How The World Has Changed Over The Last Thirty Years

It was only a couple of decades ago that people would need to go down to the bank during their lunch hour in order to pay in any cheques, ask for an overdraft, apply for a mortgage. The trip would involve finding somewhere to park, walking to the bank’s offices in your local town (normally on the high street), and then sitting opposite a real, living, breathing person who maybe has BO, or ate too much garlic the night before – but you could look him or her in the eye and build up a personal relationship, that often lasted for years.

Rapid Changes in Fitness Industry

 Corresponding important information would require sitting down and writing out a letter that was on real paper, put into an envelope, and then walked to the post office. Taxing your car involved gathering together the MOT certificate and insurance document with the renewal form, and taking it to the post office, standing in the queue, before being given your tax disk which you then took to your car to display it in the windscreen.

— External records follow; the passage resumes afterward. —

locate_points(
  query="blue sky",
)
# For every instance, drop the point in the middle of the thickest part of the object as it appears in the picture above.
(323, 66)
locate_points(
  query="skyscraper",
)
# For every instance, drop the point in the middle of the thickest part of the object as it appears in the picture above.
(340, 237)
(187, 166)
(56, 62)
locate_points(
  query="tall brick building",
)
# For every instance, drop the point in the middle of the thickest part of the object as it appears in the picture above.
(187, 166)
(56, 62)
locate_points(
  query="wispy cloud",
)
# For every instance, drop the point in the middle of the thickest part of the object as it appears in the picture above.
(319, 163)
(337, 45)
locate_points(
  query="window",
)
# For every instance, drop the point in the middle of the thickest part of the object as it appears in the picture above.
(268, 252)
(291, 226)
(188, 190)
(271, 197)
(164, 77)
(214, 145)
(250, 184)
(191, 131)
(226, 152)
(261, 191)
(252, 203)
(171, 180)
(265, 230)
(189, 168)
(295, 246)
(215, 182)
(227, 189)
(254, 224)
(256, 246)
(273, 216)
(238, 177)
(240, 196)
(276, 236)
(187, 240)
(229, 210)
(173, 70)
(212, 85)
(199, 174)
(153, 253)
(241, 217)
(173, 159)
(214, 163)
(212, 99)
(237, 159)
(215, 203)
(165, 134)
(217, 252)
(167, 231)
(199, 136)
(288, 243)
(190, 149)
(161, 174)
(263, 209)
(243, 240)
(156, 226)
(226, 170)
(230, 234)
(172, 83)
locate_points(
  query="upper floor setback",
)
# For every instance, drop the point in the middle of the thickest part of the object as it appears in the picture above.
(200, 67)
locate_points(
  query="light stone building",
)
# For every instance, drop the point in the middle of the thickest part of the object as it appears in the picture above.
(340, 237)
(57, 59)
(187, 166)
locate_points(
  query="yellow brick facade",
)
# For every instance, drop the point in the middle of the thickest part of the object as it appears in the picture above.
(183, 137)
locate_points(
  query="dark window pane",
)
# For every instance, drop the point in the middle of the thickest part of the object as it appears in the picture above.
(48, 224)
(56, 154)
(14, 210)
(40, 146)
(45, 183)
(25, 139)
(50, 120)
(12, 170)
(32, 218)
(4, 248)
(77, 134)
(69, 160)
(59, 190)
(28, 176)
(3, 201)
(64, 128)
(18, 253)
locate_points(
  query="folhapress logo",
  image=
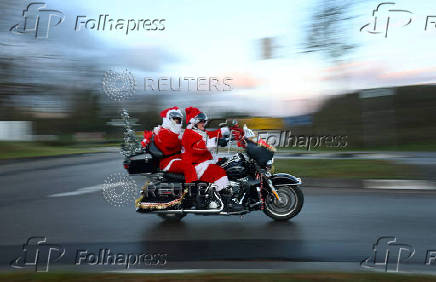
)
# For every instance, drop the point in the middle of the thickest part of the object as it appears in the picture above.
(38, 254)
(38, 20)
(388, 254)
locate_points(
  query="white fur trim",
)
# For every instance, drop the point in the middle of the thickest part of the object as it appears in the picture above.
(171, 111)
(211, 143)
(156, 129)
(201, 168)
(221, 183)
(169, 164)
(225, 131)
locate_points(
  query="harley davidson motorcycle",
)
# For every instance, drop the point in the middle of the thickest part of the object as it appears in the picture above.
(252, 184)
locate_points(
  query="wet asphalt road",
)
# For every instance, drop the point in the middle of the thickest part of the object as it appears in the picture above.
(335, 226)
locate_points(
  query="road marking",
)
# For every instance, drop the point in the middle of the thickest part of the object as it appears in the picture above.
(84, 190)
(399, 184)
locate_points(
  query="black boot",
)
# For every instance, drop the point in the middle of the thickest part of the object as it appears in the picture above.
(230, 204)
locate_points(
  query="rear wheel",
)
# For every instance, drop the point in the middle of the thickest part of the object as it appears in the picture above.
(290, 204)
(172, 216)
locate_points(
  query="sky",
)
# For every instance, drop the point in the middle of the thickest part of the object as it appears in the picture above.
(221, 38)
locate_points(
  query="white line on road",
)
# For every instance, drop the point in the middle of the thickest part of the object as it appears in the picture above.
(399, 184)
(84, 190)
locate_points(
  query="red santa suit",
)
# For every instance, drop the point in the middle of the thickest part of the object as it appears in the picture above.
(167, 138)
(196, 144)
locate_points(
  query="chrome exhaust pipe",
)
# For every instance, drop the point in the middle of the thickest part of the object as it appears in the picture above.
(193, 211)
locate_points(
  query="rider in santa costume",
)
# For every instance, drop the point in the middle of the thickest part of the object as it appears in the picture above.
(168, 139)
(197, 143)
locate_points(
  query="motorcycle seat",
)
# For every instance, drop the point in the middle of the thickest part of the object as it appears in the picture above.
(174, 177)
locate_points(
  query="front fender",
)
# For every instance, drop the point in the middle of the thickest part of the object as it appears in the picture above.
(284, 178)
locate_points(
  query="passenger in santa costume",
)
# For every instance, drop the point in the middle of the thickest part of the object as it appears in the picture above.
(168, 139)
(198, 143)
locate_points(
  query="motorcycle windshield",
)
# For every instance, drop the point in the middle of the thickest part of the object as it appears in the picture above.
(259, 153)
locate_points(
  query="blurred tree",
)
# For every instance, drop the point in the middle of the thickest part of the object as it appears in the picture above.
(328, 28)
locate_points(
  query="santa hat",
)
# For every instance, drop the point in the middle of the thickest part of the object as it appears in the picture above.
(166, 113)
(191, 113)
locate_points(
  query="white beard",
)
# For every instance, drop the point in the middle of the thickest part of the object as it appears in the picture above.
(174, 127)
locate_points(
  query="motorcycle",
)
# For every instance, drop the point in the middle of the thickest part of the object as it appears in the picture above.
(252, 184)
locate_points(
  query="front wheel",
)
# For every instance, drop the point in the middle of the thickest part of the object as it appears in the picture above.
(290, 204)
(172, 216)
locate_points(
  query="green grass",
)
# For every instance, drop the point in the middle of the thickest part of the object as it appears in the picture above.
(239, 277)
(357, 169)
(14, 150)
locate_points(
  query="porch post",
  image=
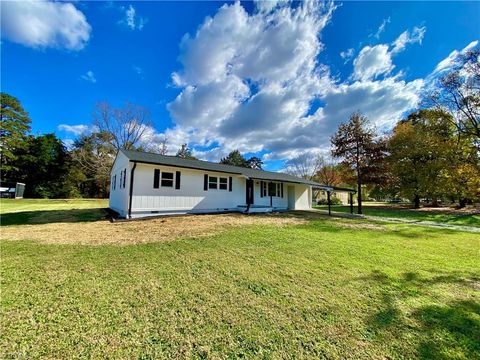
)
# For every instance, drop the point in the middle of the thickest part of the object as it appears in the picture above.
(329, 203)
(351, 202)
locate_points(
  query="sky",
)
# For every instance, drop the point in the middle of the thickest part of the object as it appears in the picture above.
(270, 78)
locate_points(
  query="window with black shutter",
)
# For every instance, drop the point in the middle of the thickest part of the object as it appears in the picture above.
(167, 179)
(156, 178)
(223, 184)
(177, 180)
(212, 182)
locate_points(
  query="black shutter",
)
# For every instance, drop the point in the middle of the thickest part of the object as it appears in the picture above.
(156, 178)
(177, 180)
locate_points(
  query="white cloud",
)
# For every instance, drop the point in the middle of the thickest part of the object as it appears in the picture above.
(89, 76)
(416, 36)
(453, 57)
(381, 28)
(43, 24)
(138, 70)
(132, 20)
(375, 61)
(75, 129)
(347, 55)
(372, 62)
(253, 82)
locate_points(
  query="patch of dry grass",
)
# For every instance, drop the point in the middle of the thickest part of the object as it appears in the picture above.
(140, 231)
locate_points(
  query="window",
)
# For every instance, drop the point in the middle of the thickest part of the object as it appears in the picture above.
(263, 189)
(272, 189)
(167, 179)
(223, 185)
(156, 178)
(212, 182)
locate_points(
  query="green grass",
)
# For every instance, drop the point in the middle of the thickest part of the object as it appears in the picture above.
(316, 290)
(39, 211)
(411, 214)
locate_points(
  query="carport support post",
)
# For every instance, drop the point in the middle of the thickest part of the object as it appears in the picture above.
(351, 203)
(329, 203)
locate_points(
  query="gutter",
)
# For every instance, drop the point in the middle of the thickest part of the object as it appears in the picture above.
(132, 176)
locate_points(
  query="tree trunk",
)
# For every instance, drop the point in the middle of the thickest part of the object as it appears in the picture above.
(416, 202)
(359, 189)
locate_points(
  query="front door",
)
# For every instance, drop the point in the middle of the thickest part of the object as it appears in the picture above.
(249, 192)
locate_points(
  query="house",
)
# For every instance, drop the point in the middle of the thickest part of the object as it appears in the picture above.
(146, 184)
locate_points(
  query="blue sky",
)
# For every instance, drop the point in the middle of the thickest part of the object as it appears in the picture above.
(267, 78)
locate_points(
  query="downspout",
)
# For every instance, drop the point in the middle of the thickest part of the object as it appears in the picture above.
(249, 198)
(132, 173)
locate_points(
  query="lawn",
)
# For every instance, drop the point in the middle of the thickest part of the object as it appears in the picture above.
(277, 286)
(396, 211)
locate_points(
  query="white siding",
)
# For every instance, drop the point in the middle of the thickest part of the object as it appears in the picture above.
(191, 197)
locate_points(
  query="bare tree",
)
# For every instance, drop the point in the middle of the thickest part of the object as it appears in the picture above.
(305, 165)
(329, 174)
(127, 126)
(163, 146)
(459, 93)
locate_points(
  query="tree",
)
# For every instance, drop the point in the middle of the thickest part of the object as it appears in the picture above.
(128, 126)
(356, 145)
(426, 155)
(93, 156)
(305, 165)
(459, 93)
(185, 153)
(14, 126)
(234, 159)
(329, 174)
(254, 163)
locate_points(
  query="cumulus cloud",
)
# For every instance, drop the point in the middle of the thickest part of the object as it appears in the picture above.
(89, 76)
(253, 82)
(43, 24)
(453, 57)
(347, 55)
(380, 29)
(132, 20)
(416, 36)
(75, 129)
(375, 61)
(372, 62)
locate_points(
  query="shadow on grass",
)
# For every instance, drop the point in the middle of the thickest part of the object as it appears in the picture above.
(445, 331)
(53, 216)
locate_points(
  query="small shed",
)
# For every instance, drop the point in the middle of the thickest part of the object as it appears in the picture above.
(12, 190)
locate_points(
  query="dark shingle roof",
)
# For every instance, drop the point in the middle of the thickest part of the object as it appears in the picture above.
(150, 158)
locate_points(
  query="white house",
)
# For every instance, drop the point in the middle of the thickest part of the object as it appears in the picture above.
(146, 184)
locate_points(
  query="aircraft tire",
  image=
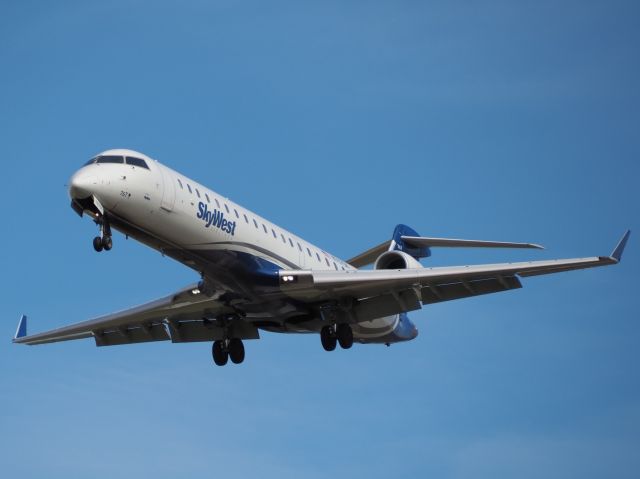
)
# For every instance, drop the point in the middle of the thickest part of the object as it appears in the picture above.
(97, 244)
(345, 335)
(328, 338)
(236, 350)
(220, 355)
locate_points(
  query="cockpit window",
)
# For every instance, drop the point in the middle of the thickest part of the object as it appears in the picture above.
(110, 159)
(137, 162)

Today, all these administrative tasks have been fully automated. Technology has drilled through our way of life like a carbide endmill, fast, determined, durable.

Car tax is automatic, with all the different departments speaking to each together without you having to lift a finger (other than to make sure your car is up to date with its MOT).

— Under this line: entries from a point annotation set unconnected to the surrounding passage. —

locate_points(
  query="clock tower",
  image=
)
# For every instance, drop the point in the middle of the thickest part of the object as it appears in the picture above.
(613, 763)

Mortgage applications are made online, often without any input from a bank representative – it’s all done on algorithms.

Correspondence is carried out at the stroke of a keyboard, immediately. Great reams of documents have been reduced down to digital icons on a screen and whizzed round the world in milliseconds.

And all this has happened in the last thirty years. 

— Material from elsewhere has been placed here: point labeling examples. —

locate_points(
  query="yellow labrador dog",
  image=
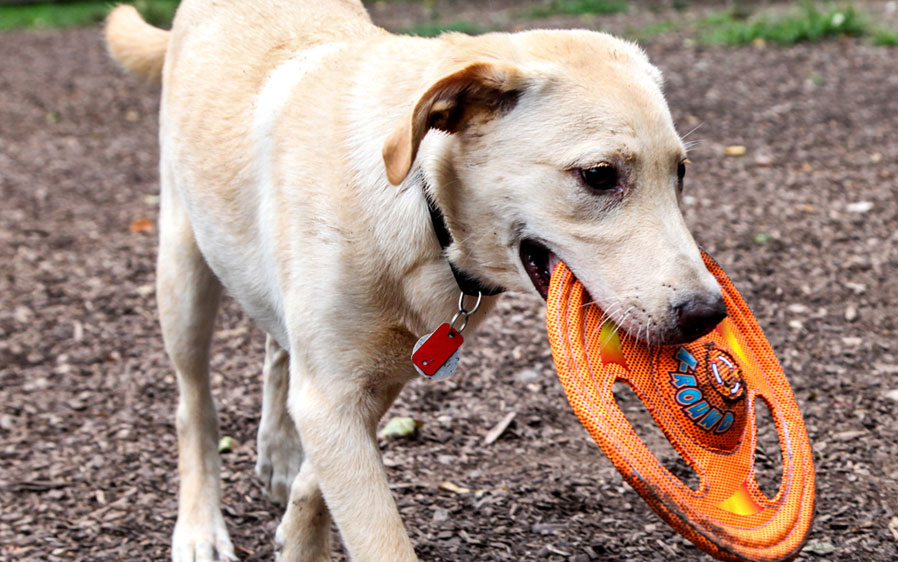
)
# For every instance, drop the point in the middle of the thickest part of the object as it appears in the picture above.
(343, 183)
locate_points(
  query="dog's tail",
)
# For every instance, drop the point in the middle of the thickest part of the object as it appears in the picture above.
(134, 44)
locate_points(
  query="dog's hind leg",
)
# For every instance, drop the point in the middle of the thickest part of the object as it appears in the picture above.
(188, 295)
(278, 450)
(337, 419)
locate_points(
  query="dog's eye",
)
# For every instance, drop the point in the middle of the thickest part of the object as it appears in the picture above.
(601, 178)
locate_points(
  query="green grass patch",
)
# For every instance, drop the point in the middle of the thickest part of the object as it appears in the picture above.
(578, 8)
(886, 38)
(432, 29)
(808, 24)
(652, 30)
(79, 14)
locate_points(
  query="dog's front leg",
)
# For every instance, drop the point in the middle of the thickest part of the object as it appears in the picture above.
(304, 534)
(337, 419)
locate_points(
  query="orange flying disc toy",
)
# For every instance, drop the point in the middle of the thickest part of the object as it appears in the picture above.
(702, 396)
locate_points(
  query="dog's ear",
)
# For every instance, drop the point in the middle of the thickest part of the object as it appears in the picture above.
(449, 105)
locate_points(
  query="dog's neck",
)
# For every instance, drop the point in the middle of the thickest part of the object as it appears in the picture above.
(467, 283)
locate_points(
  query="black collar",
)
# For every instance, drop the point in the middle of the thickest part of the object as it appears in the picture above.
(467, 283)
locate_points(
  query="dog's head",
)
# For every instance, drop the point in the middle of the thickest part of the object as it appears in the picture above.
(561, 147)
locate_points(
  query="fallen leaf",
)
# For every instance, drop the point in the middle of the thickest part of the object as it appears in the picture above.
(141, 225)
(400, 427)
(448, 486)
(226, 444)
(498, 429)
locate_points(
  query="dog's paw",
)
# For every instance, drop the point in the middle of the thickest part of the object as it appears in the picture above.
(205, 542)
(279, 460)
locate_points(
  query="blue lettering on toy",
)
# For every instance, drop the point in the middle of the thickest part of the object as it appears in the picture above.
(709, 421)
(688, 396)
(691, 399)
(697, 410)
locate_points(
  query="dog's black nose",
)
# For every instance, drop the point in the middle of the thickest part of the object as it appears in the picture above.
(699, 314)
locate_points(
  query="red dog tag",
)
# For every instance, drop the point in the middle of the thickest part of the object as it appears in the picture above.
(434, 350)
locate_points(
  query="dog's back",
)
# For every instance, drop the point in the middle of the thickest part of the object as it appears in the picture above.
(276, 26)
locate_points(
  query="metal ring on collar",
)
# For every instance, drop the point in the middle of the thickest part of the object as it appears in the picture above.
(461, 304)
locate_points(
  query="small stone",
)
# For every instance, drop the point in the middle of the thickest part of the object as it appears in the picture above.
(226, 444)
(856, 288)
(820, 547)
(526, 375)
(859, 207)
(399, 427)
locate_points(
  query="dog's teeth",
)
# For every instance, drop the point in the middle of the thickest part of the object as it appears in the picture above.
(553, 261)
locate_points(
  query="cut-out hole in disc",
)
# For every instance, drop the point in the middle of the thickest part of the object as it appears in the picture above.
(645, 427)
(768, 452)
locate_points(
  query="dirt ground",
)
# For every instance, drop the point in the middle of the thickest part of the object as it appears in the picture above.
(806, 223)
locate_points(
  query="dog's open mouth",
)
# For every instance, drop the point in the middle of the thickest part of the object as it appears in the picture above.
(539, 262)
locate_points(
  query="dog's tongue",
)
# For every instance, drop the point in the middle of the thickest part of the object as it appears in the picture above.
(702, 395)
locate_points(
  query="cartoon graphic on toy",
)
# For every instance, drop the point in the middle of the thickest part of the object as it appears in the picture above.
(703, 396)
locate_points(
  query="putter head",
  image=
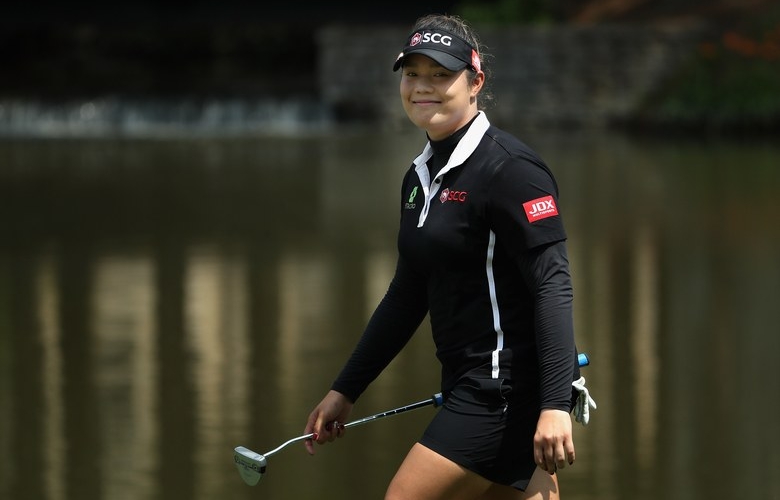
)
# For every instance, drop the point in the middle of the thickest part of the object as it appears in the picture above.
(251, 465)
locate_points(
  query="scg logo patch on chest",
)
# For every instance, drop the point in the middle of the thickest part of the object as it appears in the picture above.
(450, 195)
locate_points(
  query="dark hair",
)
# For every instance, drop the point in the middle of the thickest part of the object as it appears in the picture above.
(459, 26)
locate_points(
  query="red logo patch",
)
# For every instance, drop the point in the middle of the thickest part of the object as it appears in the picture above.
(540, 208)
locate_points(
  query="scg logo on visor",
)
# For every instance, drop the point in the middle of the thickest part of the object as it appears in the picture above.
(431, 38)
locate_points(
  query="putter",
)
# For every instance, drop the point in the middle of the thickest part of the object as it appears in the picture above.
(252, 465)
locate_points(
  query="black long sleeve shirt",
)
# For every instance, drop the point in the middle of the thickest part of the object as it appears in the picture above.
(482, 250)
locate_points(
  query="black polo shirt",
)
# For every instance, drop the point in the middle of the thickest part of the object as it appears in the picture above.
(481, 250)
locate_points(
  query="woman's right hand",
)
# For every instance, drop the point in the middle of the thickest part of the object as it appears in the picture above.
(327, 420)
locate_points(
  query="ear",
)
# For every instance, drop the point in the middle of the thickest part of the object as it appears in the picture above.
(477, 82)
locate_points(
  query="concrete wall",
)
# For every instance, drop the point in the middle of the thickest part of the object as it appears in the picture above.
(563, 75)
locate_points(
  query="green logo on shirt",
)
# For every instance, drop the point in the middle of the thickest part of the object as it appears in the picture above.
(409, 205)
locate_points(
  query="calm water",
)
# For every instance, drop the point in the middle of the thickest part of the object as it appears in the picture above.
(163, 301)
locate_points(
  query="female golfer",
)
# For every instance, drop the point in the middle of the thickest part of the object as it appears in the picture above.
(482, 250)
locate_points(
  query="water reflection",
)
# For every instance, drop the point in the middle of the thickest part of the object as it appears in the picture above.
(164, 301)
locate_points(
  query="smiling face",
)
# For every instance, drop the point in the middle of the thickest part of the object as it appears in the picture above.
(436, 99)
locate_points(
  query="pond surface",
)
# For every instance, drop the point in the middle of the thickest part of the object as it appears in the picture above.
(163, 301)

The world first started being aware of the power of technology in the 1990s and the rise of cheaper, faster PCs that were appearing as often in people’s homes, as they were in corporate offices. Add the impact of the internet to this, which allowed people to share vast amounts of information all around the globe, and you had a powerful new way of doing business, accessible by pretty much everyone.

It wasn’t plain sailing. The Dotcom bubble burst in the early part of the 2000s led to billions of dollars being wiped of overvalued companies as over-enthusiastic speculation overtook the speed it took for internet to reach homes. In 2000, just seven per cent of the world was online. Today that figure is well over fifty per cent.

Similarly, in the early 2000s, there were 740 million cell phone subscriptions. Today that number is more than eight billion – which actually means that there are more cell phone subscriptions than there are people.  

The way in which we consume the news has also totally changed as the technology has evolved. While the print media has always been a force for impact and change in the world, the rise of social media and online news outlets has complete changed to landscape. News is fed to us on a rolling 24 hour basis.

Final Words

Surprisingly though, the traditional media outlets have on the whole risen to the challenge. The fight is not for the trust of the readership, with a cynical world population understanding that much of what they see on line can be considered simple clickbait, and not the work of dedicated, diligent journalism. Those original media outlets that have survived have managed to pivot quickly, embrace the opportunities that technology has given them, and used it to their advantage. 

Digital media didn’t lead to the end of print media. Quite the opposite, print still plays a vital role in global media activity.